I obtained more evidence the other day that I’m God’s little cartoon character, or the star of a heaven-based sitcom. Comic relief in heaven. It’s the only explanation.

Before the incident, Jesus noticed a large group of angels gathered around God, looking down at something or someone on the earth. Curious to see what the commotion was about, He strolled over, looked over God’s shoulder and said, “Whatcha looking at, Dad?”
God replied, “Watch what I’m gonna do to Mark today. This is gonna be hilarious.”
Jesus shook his head and said, “Him again? C’mon, Pop. Why are you always picking on that guy? I mean, you created him. You’re supposed to be compassionate ‘n stuff.”
“I know but I can’t help it,” God replied. “I mean, look at him!”
Jesus looked down again and said, “Yeah, I can kinda see what you mean. Look at his face.”
They both laughed before Jesus checked Himself again.
“No, Dad. Really. This is wrong. We’re supposed to watch out for people like him.”
God stopped laughing and thought about it for a few seconds, then they looked at each other and said, in unison, “Naaaaaaaa!” 

gum

Case in point –
I had just dropped my daughter off at school. I was walking back home when I saw a giant, pink blob of chewing gum right in the middle of the sidewalk.
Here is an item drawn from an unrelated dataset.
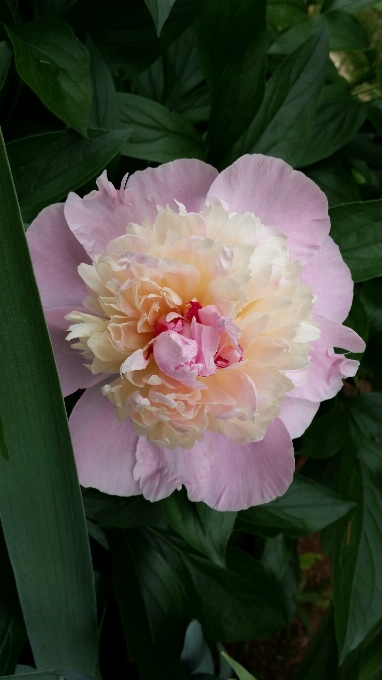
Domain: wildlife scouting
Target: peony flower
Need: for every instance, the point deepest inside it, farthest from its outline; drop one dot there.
(200, 312)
I didn’t want some kid to step on it so I tried to kick it into a tree planter about ten feet away, but I kicked it too hard and it flew right past the planter and landed on the windshield of an occupied car. The lady behind the wheel had to look around it to see where it came from. Of course, when she saw me standing there with a mortified expression, she said, “Whyyyyyyyyy?”

What could I say? She got out of the car. I went over and tried to explain. Fortunately, being a mom, she had a bag of baby wipes in her car which I used to extract the pink blob from her windshield. As I was doing so, I apologized that God had included her in His daily sitcom starring me.
“You may not know me here,” I said, “but I’m big in heaven.”
She already thought I was crazy for kicking bubble gum onto her windshield, but that cinched it. She left me standing on the sidewalk with a bubble gum filled baby wipe.

Meanwhile, in heaven, Jesus said, “Forget what I said, Dad. That is some top-drawer comedy. What’s the name of the show?”
“I call it Messin’ with Mark,” God replied.
“Perfect!” Jesus said, “Call Me when the next episode is starting.”